Track: Clean Install Test [checkpoint: d14ae3b] Link: ./tracks/clean_install_test_20260603/, Spec: ./../../docs/superpowers/specs/2026-06-02-clean-install-test-design.md, Plan: ./../../docs/superpowers/plans/2026-06-02-clean-install-test.md Goal: Add opt-in pytest test (RUN_CLEAN_INSTALL_TEST=1) that clones the repo to tmp_path, runs uv sync, launches sloppy.py --enable-test-hooks, verifies Hook API responds. Catches "works on my machine" failures. Added clean_install marker to pyproject.toml. Created tests/test_clean_install.py (114 lines, uses urllib.request from stdlib per tech-stack.md dependency minimalism rule - deviation from plan). Skipped by default. Marked with @pytest.mark.clean_install.

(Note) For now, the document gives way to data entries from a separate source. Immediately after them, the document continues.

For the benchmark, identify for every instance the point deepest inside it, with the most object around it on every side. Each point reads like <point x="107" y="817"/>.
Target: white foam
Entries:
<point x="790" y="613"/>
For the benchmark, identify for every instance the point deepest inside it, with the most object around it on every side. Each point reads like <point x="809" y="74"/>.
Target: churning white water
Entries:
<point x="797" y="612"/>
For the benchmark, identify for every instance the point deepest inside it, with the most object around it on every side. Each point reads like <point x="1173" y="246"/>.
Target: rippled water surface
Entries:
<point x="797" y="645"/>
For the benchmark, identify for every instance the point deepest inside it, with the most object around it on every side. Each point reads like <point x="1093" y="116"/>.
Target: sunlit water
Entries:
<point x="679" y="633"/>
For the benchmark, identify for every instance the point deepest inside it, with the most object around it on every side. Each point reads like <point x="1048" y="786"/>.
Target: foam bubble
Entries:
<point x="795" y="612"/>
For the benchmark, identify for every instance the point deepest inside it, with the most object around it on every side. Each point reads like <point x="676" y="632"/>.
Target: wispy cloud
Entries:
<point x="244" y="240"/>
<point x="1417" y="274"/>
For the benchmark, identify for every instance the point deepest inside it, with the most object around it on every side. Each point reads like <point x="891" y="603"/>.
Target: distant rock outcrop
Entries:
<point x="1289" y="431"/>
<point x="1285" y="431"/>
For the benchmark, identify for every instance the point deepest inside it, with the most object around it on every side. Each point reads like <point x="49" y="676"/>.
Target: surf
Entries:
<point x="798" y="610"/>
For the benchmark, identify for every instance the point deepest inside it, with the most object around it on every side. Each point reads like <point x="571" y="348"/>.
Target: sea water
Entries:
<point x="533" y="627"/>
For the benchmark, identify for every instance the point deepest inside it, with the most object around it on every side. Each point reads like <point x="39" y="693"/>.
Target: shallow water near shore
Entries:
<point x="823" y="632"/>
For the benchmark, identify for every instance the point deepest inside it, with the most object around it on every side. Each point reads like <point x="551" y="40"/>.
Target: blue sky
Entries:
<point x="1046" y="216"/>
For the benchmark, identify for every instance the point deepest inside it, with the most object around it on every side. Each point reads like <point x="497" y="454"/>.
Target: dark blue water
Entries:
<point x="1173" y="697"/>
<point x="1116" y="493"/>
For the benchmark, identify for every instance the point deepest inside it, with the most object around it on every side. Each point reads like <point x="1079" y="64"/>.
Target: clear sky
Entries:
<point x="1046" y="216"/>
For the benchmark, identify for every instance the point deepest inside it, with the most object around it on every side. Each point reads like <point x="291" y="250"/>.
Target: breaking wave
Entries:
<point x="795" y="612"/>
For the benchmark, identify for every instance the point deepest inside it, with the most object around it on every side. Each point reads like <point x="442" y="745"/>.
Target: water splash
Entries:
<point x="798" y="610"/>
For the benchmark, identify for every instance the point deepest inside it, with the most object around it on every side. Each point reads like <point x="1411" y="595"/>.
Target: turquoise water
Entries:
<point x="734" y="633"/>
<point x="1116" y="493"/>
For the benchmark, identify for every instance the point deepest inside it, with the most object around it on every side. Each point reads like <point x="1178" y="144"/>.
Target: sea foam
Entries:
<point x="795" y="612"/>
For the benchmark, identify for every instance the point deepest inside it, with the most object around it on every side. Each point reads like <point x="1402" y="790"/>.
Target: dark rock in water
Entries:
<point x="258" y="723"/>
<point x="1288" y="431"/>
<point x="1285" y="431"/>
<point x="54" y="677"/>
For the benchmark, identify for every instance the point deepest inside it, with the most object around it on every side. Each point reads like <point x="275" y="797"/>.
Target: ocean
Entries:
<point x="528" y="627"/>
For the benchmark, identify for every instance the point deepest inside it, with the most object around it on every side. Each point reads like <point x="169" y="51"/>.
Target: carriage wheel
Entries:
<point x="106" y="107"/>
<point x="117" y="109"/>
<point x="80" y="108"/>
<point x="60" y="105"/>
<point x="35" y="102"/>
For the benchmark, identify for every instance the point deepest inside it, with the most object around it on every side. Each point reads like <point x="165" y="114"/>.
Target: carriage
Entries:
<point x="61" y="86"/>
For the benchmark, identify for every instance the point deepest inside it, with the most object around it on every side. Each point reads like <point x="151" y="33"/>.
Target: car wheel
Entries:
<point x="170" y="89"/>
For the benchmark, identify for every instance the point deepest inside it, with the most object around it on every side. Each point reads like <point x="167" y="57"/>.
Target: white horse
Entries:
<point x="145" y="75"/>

Track: Fix markdown_helper.py for imgui-bundle >=1.92.801 [checkpoint: 7a34edf] Link: ./tracks/markdown_helper_language_api_compat_20260603/ Goal: First thing the clean install test caught. ed.TextEditor.LanguageDefinitionId enum was removed in imgui-bundle>=1.92.801. Replaced with version-compat shim helpers _get_language_id(name) and _set_editor_language(editor, lang_obj) that detect the API at runtime (1.92.5 enum vs 1.92.801+ factory). Also added parallel _editor_lang_cache to track current language tag per editor (robust to API name differences like "C++" vs "cpp"). Verified: test passes in opt-in mode (1.92.801), shim still works in local 1.92.5 env, follow-up commit b306f8f corrected test URL /api/mma_status -> /api/gui/mma_status (actual endpoint per src/api_hooks.py:181).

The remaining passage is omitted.